Shipping disruption through the Strait of Hormuz has cut deliveries from Middle East producers. Argus reports analysts now flag LME aluminum above $4,000/t as a real scenario, with regional premiums rising against an unprecedentedly tight supply outlook.
LME three-month aluminum hit $3,372/t on June 3, topping the earlier 2026 peak and setting a new four-year high. The supply route from Middle East producers to global consumers is the bottleneck.
This compounds existing tightness. LME inventories at ~335,000t were already at multi-year lows before the Hormuz disruption. Goldman Sachs had lifted first-half 2026 targets to the low-$3,000s, citing low global inventories and power availability concerns for new Indonesian smelters.
U.S. tariffs add another layer. Import duties on aluminum rose from 10% to 25%, then 50%, creating a two-tier market. U.S. all-in prices (LME + Midwest premium) run far above international benchmarks. The Midwest premium hit record levels.
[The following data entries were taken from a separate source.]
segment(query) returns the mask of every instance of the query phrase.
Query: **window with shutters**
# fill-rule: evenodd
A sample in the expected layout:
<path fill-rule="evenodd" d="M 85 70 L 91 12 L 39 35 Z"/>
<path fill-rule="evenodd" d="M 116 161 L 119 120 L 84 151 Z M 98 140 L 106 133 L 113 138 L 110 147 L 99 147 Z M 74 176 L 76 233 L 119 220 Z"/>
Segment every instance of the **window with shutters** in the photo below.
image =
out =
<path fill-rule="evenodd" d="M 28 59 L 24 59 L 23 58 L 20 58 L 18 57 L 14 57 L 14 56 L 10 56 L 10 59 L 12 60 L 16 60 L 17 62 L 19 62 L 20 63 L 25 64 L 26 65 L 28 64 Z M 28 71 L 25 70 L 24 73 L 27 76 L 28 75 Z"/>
The EU's Carbon Border Adjustment Mechanism, applying to aluminum from 2026, is reshaping trade flows toward lower-carbon producers. Combined with expected EU scrap export tariffs from spring 2026, European buyers face higher costs for both primary and secondary aluminum.
The Hormuz disruption adds a geopolitical risk premium to a market that was already tight. European buyers are most exposed — secure alternative supply routes now and model a $4,000/t scenario into your Q3 budget. The combination of Middle East supply risk, critically low LME stocks, and China's 45Mt cap means any additional disruption will compound fast.